First of all, there isn’t a single substance or activity that isn’t potentially harmful, and an equal number of such things that are potentially good. Once the government proceeds to dictate to American men and women — supposedly self-governing citizens — what they must and must not do, liberty is compromised. Whether the government forbids one potentially deleterious substance or a countless number of such substances, liberty is diminished.

Second, precisely because there is all manner of practices that citizens should and should not engage in, once the government seeks to determine what citizens must do with respect to any one of them, in principle, it can do the same with all of them. 

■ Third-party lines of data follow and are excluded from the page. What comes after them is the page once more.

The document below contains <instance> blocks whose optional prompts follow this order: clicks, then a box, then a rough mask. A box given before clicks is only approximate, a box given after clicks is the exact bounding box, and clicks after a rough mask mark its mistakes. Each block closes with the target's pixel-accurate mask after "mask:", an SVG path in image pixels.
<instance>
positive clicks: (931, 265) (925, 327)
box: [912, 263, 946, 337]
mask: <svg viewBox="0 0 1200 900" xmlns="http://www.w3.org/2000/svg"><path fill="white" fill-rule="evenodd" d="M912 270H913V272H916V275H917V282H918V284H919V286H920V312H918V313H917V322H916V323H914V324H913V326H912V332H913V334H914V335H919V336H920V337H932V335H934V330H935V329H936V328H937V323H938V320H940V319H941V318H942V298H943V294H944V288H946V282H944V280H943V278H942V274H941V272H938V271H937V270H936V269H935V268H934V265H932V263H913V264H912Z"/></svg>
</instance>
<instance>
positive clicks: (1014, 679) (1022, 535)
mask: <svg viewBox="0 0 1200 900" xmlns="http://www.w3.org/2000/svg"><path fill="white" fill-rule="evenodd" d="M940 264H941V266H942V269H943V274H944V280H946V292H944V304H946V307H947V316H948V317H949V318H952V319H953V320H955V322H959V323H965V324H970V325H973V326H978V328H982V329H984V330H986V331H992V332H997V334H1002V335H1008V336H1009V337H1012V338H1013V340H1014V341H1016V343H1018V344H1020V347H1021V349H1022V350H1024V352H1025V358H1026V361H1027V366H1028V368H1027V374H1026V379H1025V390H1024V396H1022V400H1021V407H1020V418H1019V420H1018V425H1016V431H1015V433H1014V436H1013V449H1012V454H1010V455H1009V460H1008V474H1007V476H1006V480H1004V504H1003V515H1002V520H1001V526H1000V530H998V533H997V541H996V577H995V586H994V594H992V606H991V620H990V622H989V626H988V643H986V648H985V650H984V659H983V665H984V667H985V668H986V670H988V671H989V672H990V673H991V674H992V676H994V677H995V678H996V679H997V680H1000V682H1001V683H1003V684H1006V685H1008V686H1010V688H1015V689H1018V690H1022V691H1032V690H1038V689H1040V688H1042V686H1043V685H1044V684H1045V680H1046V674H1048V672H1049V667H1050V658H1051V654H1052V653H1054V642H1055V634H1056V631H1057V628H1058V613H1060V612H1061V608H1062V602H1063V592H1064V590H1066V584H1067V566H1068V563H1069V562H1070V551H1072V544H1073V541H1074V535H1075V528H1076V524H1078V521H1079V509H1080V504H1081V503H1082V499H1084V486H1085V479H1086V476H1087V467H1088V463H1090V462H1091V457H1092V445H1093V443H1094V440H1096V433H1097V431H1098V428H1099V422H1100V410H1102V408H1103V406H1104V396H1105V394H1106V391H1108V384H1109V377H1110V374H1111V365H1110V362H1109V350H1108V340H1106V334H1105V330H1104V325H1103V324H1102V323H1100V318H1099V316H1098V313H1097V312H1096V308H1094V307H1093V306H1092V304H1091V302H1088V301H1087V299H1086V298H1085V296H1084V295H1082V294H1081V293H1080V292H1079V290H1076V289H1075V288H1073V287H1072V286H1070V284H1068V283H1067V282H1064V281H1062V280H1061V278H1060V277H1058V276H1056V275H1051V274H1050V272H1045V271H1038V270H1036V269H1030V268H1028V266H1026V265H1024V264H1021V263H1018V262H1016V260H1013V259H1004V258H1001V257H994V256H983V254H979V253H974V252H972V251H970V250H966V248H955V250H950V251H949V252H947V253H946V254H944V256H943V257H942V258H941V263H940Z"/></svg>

Third, sensibilities vary considerably among our country’s 50 states.  It is bad enough that any government should seek to criminalize the use of a substance; it is cause for no slight measure of alarm when the federal government should seek to do so.

Fourth, not only has the federal government criminalized recreational drug use. It has done so in the absence of a constitutional amendment. Ron Paul has raised this point on more than one occasion. Whereas the federal government’s prohibition of drugs is as foolish and inimical to liberty as was its prohibition of alcohol, at least the latter was achieved by way of an amendment to the Constitution. The former, like so many of the “wars” our government has been waging over the last sixty years, is “undeclared,” so to speak.

Conclusion

This analysis of Michele Bachmann is not intended to be exhaustive. Although she is preferable to most of her rivals in the GOP presidential primary race, Congresswoman Bachmann’s relationship to liberty remains confused.